# Model Capacity

> Source: https://aiwiki.ai/wiki/model_capacity
> Updated: 2026-07-12
> Categories: Machine Learning, Model Evaluation
> License: CC BY 4.0 (https://creativecommons.org/licenses/by/4.0/)
> From AI Wiki (https://aiwiki.ai), the free encyclopedia of artificial intelligence. Reuse freely with attribution to "AI Wiki (aiwiki.ai)".

**Model capacity** is the size and richness of the family of functions a [machine learning](/wiki/machine_learning) model can represent and learn, which determines how complex a pattern the model can fit. A high-capacity model can approximate intricate, highly nonlinear mappings, while a low-capacity model is restricted to simpler functions. Capacity is the central lever in the [bias-variance tradeoff](/wiki/bias_variance_tradeoff): too little capacity makes a model [underfit](/wiki/underfitting), and too much lets it [overfit](/wiki/overfitting). A 2025 study quantified the raw capacity of GPT-style language models at roughly 3.6 bits of memorized information per parameter, one of the first hard numbers for a quantity that was historically described only qualitatively. [1]

## What is model capacity?

In statistical learning theory, model capacity (sometimes called model complexity or expressiveness) describes the richness of the hypothesis space from which a learning algorithm selects its final function. More formally, a hypothesis class with greater capacity contains a larger and more diverse set of functions, giving the learner more flexibility to match the training data. [2]

Consider fitting data points with polynomials. A linear model (degree 1) can only represent straight lines, so its capacity is low. A degree-10 polynomial can bend and twist to pass through many more points, so its capacity is much higher. If the true relationship in the data is moderately nonlinear, the linear model will [underfit](/wiki/underfitting) because it lacks sufficient capacity, while the degree-10 polynomial may [overfit](/wiki/overfitting) because it has excess capacity and begins fitting noise rather than signal.

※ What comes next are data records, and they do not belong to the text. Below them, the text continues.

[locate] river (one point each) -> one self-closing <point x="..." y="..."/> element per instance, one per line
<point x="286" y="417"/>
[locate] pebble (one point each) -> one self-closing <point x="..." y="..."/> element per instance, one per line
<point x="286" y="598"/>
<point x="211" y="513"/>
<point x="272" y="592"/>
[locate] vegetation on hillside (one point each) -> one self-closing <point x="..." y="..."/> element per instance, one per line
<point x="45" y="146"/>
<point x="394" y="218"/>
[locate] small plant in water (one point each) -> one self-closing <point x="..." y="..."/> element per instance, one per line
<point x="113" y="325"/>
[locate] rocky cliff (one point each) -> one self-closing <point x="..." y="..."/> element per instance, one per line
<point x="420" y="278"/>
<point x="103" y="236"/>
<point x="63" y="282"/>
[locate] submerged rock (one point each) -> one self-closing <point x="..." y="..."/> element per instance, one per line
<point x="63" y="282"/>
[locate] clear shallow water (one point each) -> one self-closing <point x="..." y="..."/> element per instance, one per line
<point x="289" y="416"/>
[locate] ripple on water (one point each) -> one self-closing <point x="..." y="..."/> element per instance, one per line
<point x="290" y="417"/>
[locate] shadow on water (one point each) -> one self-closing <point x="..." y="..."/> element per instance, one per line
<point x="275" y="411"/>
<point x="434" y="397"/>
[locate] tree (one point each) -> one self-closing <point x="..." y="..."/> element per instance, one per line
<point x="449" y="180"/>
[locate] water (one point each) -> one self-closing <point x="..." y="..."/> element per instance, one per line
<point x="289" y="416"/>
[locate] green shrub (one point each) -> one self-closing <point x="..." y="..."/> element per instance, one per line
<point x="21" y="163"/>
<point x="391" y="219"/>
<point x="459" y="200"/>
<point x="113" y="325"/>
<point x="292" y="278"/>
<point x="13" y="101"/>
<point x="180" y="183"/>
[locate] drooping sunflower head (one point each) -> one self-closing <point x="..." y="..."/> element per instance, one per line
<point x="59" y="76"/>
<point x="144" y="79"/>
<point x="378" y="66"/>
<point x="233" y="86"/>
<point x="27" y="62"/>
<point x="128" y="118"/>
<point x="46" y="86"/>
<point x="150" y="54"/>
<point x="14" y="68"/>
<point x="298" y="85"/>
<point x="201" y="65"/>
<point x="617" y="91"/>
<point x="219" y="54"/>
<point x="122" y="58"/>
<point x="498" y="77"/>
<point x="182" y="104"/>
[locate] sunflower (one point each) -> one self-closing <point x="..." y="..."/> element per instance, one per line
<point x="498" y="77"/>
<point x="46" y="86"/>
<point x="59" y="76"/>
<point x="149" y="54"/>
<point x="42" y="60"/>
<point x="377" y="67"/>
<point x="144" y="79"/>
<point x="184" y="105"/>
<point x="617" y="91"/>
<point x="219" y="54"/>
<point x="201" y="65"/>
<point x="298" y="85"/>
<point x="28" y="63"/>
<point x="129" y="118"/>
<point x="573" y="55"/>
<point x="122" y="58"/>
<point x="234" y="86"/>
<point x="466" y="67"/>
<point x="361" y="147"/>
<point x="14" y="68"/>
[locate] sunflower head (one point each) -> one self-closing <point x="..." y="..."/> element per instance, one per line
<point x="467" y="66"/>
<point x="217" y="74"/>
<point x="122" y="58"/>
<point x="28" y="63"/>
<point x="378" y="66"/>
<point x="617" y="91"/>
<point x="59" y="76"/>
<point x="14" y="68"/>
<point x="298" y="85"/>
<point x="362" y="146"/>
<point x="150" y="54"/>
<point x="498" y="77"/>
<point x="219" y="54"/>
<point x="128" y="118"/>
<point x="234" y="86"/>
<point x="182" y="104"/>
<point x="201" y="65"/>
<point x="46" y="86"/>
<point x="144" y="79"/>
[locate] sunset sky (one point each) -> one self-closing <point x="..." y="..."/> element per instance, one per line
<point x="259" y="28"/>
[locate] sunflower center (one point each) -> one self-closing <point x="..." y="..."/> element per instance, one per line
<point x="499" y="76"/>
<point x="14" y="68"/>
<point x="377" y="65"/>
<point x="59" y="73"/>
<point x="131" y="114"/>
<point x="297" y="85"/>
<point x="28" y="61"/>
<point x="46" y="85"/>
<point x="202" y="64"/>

Capacity is not solely determined by the number of [parameters](/wiki/parameter). The architecture, the type of functions the model can represent, the training algorithm, and [regularization](/wiki/regularization) techniques all influence a model's effective capacity. [8]

## How is model capacity measured?

Several theoretical frameworks have been developed to quantify model capacity. The two most prominent are the VC dimension and Rademacher complexity.

### VC Dimension

The [Vapnik-Chervonenkis (VC) dimension](/wiki/vc_dimension), introduced by Vladimir Vapnik and Alexey Chervonenkis in a foundational 1971 paper, is one of the central measures of capacity in statistical learning theory. [2] The VC dimension of a hypothesis class is defined as the largest number of data points that the class can **shatter**, meaning the class contains functions that can perfectly classify those points under every possible binary labeling.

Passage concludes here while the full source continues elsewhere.